Originally reported by Sam Bent
TL;DR
A Canonical developer has been systematically removing GRUB features while developing a replacement over 10 years. Meanwhile, I2P's 12-hop routing architecture explains its performance issues, and Tails 7.6 adds domain fronting to hide Tor bridge requests from censors.
While these stories reveal interesting technical developments in privacy and underground infrastructure, they represent incremental improvements and analyses rather than immediate security threats or vulnerabilities.
Sam Bent reports that Julian Klode, a Canonical engineer, has been systematically removing features from GRUB bootloader since 2021 while simultaneously developing a replacement solution over the past decade.
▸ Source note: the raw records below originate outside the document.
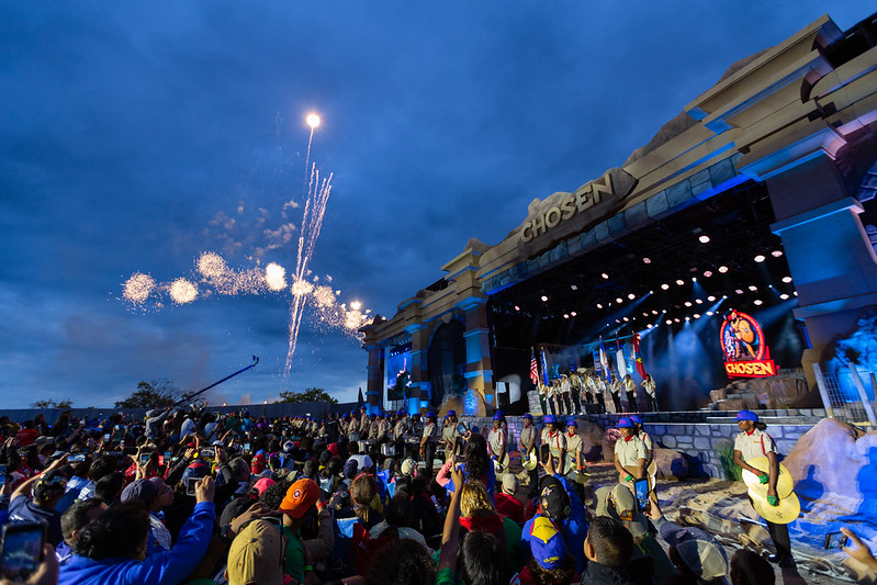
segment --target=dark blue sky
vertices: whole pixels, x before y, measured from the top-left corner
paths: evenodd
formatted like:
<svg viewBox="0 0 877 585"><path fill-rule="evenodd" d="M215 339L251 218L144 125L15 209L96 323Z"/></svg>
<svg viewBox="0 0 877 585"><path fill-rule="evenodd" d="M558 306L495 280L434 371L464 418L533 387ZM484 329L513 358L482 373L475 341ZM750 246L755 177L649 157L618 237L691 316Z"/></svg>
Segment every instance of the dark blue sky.
<svg viewBox="0 0 877 585"><path fill-rule="evenodd" d="M206 250L295 265L308 128L334 172L313 277L393 315L471 237L620 166L733 61L866 2L0 1L0 403L104 406L139 380L254 403L366 385L366 352L289 294L133 308L135 272ZM265 210L265 211L260 211ZM218 218L218 222L217 222ZM228 220L235 220L231 225ZM281 240L282 241L282 240Z"/></svg>

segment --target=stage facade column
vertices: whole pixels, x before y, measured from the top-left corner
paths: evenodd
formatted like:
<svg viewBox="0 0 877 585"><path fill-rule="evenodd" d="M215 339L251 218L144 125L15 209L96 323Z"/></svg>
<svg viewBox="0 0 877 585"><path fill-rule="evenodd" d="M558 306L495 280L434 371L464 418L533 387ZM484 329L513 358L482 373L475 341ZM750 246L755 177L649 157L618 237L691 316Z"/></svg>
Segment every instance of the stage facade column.
<svg viewBox="0 0 877 585"><path fill-rule="evenodd" d="M405 331L412 336L412 385L405 408L414 414L429 408L429 328L414 324L405 327Z"/></svg>
<svg viewBox="0 0 877 585"><path fill-rule="evenodd" d="M381 407L384 392L384 359L381 346L366 346L369 352L368 385L366 386L366 404L369 414L378 413Z"/></svg>
<svg viewBox="0 0 877 585"><path fill-rule="evenodd" d="M496 392L493 385L493 367L491 362L491 335L487 326L487 297L470 296L458 306L465 315L465 379L470 392L481 397L477 405L466 402L466 414L485 416L496 408ZM482 406L484 412L482 412ZM475 407L477 412L470 413Z"/></svg>
<svg viewBox="0 0 877 585"><path fill-rule="evenodd" d="M812 346L801 360L811 387L812 364L828 357L863 308L877 305L877 256L858 217L863 207L827 146L765 177L777 220L772 230L783 238L798 293L795 316L805 320Z"/></svg>

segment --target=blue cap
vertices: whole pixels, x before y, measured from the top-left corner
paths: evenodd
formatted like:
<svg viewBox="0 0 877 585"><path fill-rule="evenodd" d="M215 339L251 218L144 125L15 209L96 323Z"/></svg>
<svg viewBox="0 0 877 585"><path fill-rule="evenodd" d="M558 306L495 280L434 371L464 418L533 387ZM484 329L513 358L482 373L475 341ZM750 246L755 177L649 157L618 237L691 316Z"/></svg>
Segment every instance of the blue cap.
<svg viewBox="0 0 877 585"><path fill-rule="evenodd" d="M740 410L737 413L738 420L752 420L753 423L758 421L758 415L753 413L752 410Z"/></svg>

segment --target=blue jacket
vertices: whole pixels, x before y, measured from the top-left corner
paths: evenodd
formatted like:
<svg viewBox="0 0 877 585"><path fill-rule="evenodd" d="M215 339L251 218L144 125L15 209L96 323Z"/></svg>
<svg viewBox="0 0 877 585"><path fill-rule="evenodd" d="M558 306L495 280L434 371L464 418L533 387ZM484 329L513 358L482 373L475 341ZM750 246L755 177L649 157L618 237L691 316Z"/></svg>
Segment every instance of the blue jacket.
<svg viewBox="0 0 877 585"><path fill-rule="evenodd" d="M74 555L60 567L58 585L178 585L195 570L207 552L216 509L212 502L195 505L195 511L180 530L177 543L167 552L145 561L104 559L94 561Z"/></svg>
<svg viewBox="0 0 877 585"><path fill-rule="evenodd" d="M566 493L570 494L570 516L560 521L563 529L563 541L566 543L566 550L575 559L575 570L580 575L585 574L587 566L587 559L585 558L585 538L587 537L587 515L585 514L585 506L578 499L578 494L572 488L566 477L554 474ZM530 531L535 518L530 518L525 522L524 530L520 535L520 550L526 558L532 556L530 551Z"/></svg>

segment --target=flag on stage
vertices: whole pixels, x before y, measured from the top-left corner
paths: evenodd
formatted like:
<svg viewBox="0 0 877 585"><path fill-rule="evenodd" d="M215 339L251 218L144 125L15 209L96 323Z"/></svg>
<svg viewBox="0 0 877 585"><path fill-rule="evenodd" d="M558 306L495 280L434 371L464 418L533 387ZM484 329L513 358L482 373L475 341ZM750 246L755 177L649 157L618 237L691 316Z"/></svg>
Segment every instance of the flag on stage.
<svg viewBox="0 0 877 585"><path fill-rule="evenodd" d="M645 365L642 363L642 353L640 353L640 334L633 334L633 359L637 361L637 373L645 380Z"/></svg>
<svg viewBox="0 0 877 585"><path fill-rule="evenodd" d="M606 347L603 345L603 337L600 337L600 365L603 371L606 372L606 382L612 383L612 373L609 371L609 358L606 356Z"/></svg>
The analysis suggests this represents a coordinated effort to transition away from the current GRUB architecture, though the full scope and timeline of the replacement strategy remain unclear.
The systematic feature removal pattern indicates a deliberate deprecation strategy rather than standard maintenance, potentially affecting organizations relying on specific GRUB functionality for secure boot processes or custom deployment scenarios.
Technical analysis reveals why I2P (Invisible Internet Project) sites experience significant latency compared to clearnet alternatives. According to Bent's research, every I2P packet requires 12 network hops to complete a round trip, creating substantial overhead before any application-layer processing begins.
The performance issues compound when I2P's streaming library attempts to emulate TCP behavior on top of this high-latency foundation. This architectural constraint represents a fundamental trade-off between anonymity strength and network performance in the I2P ecosystem.
Tails 7.6 introduces domain fronting capabilities to obscure Tor bridge requests from network censors. The technique routes bridge acquisition traffic through content delivery network endpoints, making the requests appear as routine CDN traffic to surveillance systems.
Additional changes include replacing KeePassXC with GNOME Secrets to improve accessibility compliance and updating Electrum to catch up with 18 months of missed releases. The domain fronting implementation specifically targets jurisdictions where Tor bridge discovery represents a significant operational security risk for users.